C.30 : Un ennemi insurmontable
Récapitulatif du dernier chapitre :
Suite à leur défaite face au Golem, Aoi et Mistid se sont entraînés d’arrache-pied pour devenir plus forts. Un soir, la Mysdibule avoue à son disciple une partie de son passé commun avec Jiyana et Ayonis, mettant en exergue un évènement sombre les ayant déchirés.
***
~An x1834 après Arceus~
Le moment tant attendu était enfin arrivé. Après un mois passé à s’entraîner dans le Donjon, le duo semblait enfin prêt. A la surface la nuit était enfin tombée, il ne devait donc plus y avoir d’aventuriers s’y promenant. Aoi et Mistid se rendirent devant les escaliers menant à la chambre du boss, non sans une certaine anxiété. Ils restèrent de longues secondes devant le trou taillé dans la roche.

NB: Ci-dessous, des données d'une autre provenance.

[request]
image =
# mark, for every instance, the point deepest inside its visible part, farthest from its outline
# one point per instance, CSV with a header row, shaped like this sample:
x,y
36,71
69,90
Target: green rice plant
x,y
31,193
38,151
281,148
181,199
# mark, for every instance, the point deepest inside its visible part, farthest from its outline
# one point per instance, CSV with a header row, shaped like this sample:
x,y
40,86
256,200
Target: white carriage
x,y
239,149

— Cette fois-ci nous gagnerons, dit la Mysdibule.
Aoi acquiesça. C’était leur unique chance de sauver Jiyana, Ils ne pouvaient pas se permettre d’échouer maintenant, pas après tout ce qu’il s’était passé. Pas après tout ce temps qu’ils avaient passé dans le Donjon à développer leurs capacités. Cette période avait été mouvementée et chargée en émotion, il était temps qu’elle prenne fin. L’explorateur serra les poings, déterminé à sauver la Roussil. L’aventurière, elle, se sentait triste. Elle se souvenait lorsqu’elle était descendue le premier jour, convaincue qu’elle parviendrait à sauver son amie, en vain. Qui sait ce qu’elle avait dû éprouver durant tout ce temps avec Ayonis, mais au fond d’elle, Mistid éprouvait un sentiment de culpabilité. Jamais elle ne la laisserait mourir ici-bas, elle se l’était juré depuis le début. Elle était prête à éprouver les pires souffrances comme donner sa vie pour elle, alors elle ferait le nécessaire pour mettre fin à ce cauchemar.
— Voilà le plan, poursuivit-elle. Une fois en bas, je m’occupe de distraire le boss pendant que tu descends chercher Jiyana.

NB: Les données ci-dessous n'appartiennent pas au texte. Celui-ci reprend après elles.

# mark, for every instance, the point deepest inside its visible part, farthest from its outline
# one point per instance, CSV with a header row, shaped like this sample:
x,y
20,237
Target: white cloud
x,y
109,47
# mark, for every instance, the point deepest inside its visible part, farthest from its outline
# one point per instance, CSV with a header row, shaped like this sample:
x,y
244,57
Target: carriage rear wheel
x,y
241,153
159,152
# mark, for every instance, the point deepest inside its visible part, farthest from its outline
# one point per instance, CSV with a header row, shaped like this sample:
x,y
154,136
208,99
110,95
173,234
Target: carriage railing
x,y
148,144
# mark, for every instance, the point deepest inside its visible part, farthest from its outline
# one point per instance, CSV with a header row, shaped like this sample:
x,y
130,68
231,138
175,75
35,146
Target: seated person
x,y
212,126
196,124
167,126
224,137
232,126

L’autre fut stupéfait de son idée.
— Pourquoi ne pas y aller tous les deux ? s’enquit-il.
— Aucune chance qu’on passe. Il faut au moins qu’une personne le distraie, et ayant le plus de force brute ça me semble évident. Puis tu es de type Eau, c’est un avantage face à Ayonis. Considère ça comme un cadeau fait par un maître à son disciple.
L’explication était sensée, Aoi s’en contenta. Prenant une dernière inspiration, ils descendirent les marches en direction de l’étage du boss. Débouchant sur l’horizon de tranquillité où reposait le Golem de Cristal, tous deux se remémorèrent leur combat face au monstre. Cette fois c’était différent, ils venaient avec une stratégie en tête. Ils avancèrent vers la stèle verte marquant l’entrée de la chambre et se regardèrent une dernière fois. Désormais c’était la vie ou la mort, ni plus ni moins. Alors ils s’élancèrent en direction de la sortie en rang serré. L’œuf renfermant le boss apparut, et disparut aussi vite dans un flash lumineux.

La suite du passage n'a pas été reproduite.